2014-04-07 10:26:09 | 難波紘二先生
【天声人語】「朝日」4/2の記事をネットで見ていて、英語版では「天声人語」がラテン語の「Vox populi, Vox dei(民の声、神の声)」と訳されているのに気づいた。

 http://www.asahi.com/articles/ASG425T8XG42UEHF00X.html
<There is a doctoral dissertation titled "The effects of ultraviolet rays on the electric reaction of the eyeballs of frogs." If you just chuckled at the nonsensical quote in recognition, you are most likely a fan of novelist Natsume Soseki (1867-1916) and familiar with his book, "I Am a Cat." That is the title of the dissertation Kangetsu-kun, a character in the novel, is working on. And, it is a well-known fact that Soseki modeled Kangetsu-kun on physicist Torahiko Terada (1878-1935).
 Terada is the source of many quotable comments, among which is, "Anyone who aspires to be a scientist must fall in love with Mother Nature, who opens her heart only to her lover." I used this very same quote in this column back in January in praise of the "monumental discovery" announced by Haruko Obokata, head of a research unit at the Riken Center for Developmental Biology (CDB).>
 日本語版はこうなっている。http://www.asahi.com/articles/ASG41365JG41USPT008.html <実存はしないが、知る人ぞ知る博士論文がある。「蛙(かえる)の眼球(めだま)の電動作用に対する紫外光線の影響」という。にやりとした方は漱石ファンだろう。小説「吾輩(わがはい)は猫である」に出てくる寒月(かんげつ)君の取り組む論文だ。そのモデルが物理学者の寺田寅彦なのは、よく知られている。

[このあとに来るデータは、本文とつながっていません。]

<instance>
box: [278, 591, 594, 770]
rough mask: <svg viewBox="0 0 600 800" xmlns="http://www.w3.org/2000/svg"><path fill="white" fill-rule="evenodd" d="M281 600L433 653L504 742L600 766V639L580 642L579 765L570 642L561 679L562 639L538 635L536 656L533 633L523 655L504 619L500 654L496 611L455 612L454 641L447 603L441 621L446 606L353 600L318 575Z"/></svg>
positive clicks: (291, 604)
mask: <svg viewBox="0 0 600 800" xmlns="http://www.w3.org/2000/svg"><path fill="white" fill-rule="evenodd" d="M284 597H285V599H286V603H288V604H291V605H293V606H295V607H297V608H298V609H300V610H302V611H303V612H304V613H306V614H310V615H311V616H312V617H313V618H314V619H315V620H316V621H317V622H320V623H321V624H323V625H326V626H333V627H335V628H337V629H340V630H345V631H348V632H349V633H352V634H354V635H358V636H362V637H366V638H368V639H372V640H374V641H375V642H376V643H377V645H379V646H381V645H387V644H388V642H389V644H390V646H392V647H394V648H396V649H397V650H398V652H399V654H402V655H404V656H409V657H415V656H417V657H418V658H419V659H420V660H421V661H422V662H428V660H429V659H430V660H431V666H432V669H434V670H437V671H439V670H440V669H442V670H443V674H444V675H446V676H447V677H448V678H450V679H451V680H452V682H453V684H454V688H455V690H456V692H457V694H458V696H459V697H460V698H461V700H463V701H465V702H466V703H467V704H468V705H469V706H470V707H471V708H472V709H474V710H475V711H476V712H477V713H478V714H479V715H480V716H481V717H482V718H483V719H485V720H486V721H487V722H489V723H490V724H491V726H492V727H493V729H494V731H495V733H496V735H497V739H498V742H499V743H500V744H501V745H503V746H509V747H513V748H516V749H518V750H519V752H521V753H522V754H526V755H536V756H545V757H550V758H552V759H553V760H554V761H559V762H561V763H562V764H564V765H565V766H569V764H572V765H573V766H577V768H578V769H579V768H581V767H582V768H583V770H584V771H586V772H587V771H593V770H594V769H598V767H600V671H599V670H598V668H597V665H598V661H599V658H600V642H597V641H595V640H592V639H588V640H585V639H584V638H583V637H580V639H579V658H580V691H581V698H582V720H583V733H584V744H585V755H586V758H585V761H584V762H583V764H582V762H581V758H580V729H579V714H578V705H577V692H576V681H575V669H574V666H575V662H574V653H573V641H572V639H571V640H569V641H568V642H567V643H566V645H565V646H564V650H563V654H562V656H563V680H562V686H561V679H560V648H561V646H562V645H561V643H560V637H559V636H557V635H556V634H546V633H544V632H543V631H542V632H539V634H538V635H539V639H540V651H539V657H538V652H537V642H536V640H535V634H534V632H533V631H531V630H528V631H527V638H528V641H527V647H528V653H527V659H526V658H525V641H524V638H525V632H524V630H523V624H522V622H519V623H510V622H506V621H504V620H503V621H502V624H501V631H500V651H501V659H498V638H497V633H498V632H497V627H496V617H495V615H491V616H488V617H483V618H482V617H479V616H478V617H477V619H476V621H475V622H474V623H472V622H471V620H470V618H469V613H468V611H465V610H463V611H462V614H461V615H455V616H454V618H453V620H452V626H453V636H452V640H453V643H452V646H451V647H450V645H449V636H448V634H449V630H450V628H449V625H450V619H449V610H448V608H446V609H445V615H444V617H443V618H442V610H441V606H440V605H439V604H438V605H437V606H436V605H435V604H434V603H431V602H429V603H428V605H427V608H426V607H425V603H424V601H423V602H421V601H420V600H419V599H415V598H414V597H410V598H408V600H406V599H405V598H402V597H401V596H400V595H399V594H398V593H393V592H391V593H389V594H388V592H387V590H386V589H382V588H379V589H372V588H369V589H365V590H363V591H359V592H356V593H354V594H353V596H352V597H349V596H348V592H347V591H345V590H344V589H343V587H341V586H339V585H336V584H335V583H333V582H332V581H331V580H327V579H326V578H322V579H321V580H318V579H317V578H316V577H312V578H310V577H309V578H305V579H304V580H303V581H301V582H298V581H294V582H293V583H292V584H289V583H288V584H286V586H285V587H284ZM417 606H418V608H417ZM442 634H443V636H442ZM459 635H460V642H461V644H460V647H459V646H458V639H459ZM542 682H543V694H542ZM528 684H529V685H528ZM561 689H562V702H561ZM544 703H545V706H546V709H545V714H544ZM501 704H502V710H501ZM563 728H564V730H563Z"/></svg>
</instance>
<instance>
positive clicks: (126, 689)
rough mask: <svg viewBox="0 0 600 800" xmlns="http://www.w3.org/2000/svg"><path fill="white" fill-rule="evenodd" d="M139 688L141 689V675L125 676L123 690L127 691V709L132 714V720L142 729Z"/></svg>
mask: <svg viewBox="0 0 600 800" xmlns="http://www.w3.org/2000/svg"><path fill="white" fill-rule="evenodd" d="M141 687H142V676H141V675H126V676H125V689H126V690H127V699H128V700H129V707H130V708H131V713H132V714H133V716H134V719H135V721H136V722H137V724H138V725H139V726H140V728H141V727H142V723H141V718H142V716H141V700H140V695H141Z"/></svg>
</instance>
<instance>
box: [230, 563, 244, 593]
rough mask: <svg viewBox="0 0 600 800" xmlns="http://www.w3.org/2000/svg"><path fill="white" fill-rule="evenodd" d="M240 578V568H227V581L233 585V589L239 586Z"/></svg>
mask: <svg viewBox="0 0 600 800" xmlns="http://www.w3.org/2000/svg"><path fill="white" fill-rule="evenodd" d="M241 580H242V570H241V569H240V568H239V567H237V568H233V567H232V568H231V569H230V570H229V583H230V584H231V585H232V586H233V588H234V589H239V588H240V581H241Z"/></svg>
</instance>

 ▼味わいの深い多くの言葉を、寅彦は残した。「科学者になるには自然を恋人としなければならない。自然はやはりその恋人にのみ真心を打ち明けるものである」。そんな一節を1月の小欄で借用したのは、「大発見」をなした小保方晴子さんへの賛辞だった▼喜びとともに報じた快挙を、カッコつきで書かねばならないのはやりきれない。> 英文の方は、ネイティブが意訳したのか、忠実な翻訳ではない。ともあれ、天声人語氏はすっかり当初の理研発表を信じたようだ。
 「天の声にも変な声がある」と述べたのは福田赳夫首相だが、「朝日」は「民の声」を代表していて、それが「神の声」といいたいのか、それとも自分が「神の声」でそれが「民の声」になるべきだと言いたいのか。

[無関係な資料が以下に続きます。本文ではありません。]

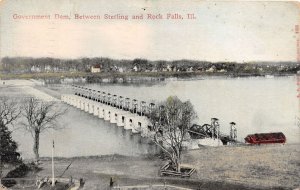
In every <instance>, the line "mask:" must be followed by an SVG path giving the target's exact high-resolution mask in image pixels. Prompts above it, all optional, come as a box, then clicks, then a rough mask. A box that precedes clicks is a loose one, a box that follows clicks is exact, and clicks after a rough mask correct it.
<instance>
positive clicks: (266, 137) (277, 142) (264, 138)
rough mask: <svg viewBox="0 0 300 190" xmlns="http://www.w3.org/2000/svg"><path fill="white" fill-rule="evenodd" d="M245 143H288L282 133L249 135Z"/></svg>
mask: <svg viewBox="0 0 300 190" xmlns="http://www.w3.org/2000/svg"><path fill="white" fill-rule="evenodd" d="M245 142H246V143H250V144H274V143H286V137H285V135H284V134H283V133H282V132H278V133H257V134H251V135H247V137H246V138H245Z"/></svg>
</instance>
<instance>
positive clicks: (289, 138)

 ラテン語原文では民の声と神の声の間にest(である)が省略されているだけだから、「民の声は神の声」という意味だ。
「オックスフォード引用句辞典」によると、この言葉は英語の格言:The voice of the people is the voice of God.だという。「民の声は変だ。神の声でもあり、そうでないこともある。」(A.ポープ、1737)や、「民の声は嘘の声(Vox humbug)」(米北軍シャーマン将軍, 1863年)とも関係があるそうだ。元は、フランスのシャルマーニュ大帝に仕えた、英国生まれの学者アルクィヌス(c.745~804)の、「民の声は神の声だと言い続ける人びとに耳をかしてはならない、民衆の激高しやすさは常に狂気に近いからだ。(Nec audiendi qui solent dicere, Vox populi, vox Dei, quum tumultuositas vulgi semper insanitae proxima sit.)」という言葉から来ているという。
 「岩波・ギリシア=ラテン引用語辞典」にも載っている言葉だが、背景説明や引用関係の記述がまったくなく、役に立たない。日本語ウィキによると「天声人語」は1904年1月5日に「朝日」に登場したコラムだという。 http://ja.wikipedia.org/wiki/天声人語
 ラテン語の用例をみると、この言葉「民声声」は必ずしも肯定的な意味で使われていないから、「天声人語」の出典は中国にあるか創案である可能性が高いと思う。
 それはともかく「天声人語」氏は<寺田寅彦を引用して小保方の「祈念碑的発見」を称賛したこと>を恥じている。「朝日」はネットで過去記事が読めないから何と書いてあったのか知らないが、英語版の「Vox populi, Vox dei」はちょっと傲慢な感じがする。本屋の新書コーナーに行くと、山際澄夫「すべては朝日新聞から始まった<慰安婦問題>」(ワック文庫, 2014/1)という本がよく売れている。著者は元産経記者で、タイトルは刺激的だが中身はこの問題の発端と経過を「朝日」記事の点検により検証したものだ。
 スイスのノバルティス本社は日本支社の幹部を更迭して、信頼を回復しようとしている。恐らく日本移植学会関係者への「寄付講座」の問題も方針転換が行われるだろう。朝日も過去の誤報ときちんと向きあう努力が必要だ。
 今回のSTAP細胞事件では、理研の広報に広告会社が関与したという。まずメディアがとびつき、ついで大衆がすっかりそれを信じた。大衆とは、かくも騙されやすい存在だ。2006年の「病腎移植」でも同じことが起こった。あの時は初めから猛烈なバッシングで、学術的異論はメディアに取り上げてもらえなかった。
 「宣伝におよそ学術的詳細は不要である。大衆の受容能力はきわめて限られており、理解力は小さい。すべての効果的宣伝は重点を絞って、スローガンのようにして、継続的に行う必要がある。宣伝にあれもこれも取り入れようとすると、大衆は提供された素材を消化することも記憶しておくこともできなくなる。…宣伝は大衆に確信させるためにある。大衆は鈍重だから、ひとつの知識をえるまでに時間がかかる。そのために同じことを何度も繰り返す必要がある。」(要約:「わが闘争(上)」, 角川文庫)
 2ヶ月間、理研と◯◯堂の「STAP細胞」という広報に躍らされたメディアと大衆を見ると、ヒトラーの高笑いが聞こえるような気がする。宣伝に成功して、世の中がひとつの考えしかできなくなった状態が「狂信」で、これがファシズムの基盤となる。狂信は「洗脳」といってもよい。独裁というのは統治の一手法にすぎない。今の日本はいつでも狂信状態に陥る危険性があることは、非科学的な反喫煙運動をみればわかる。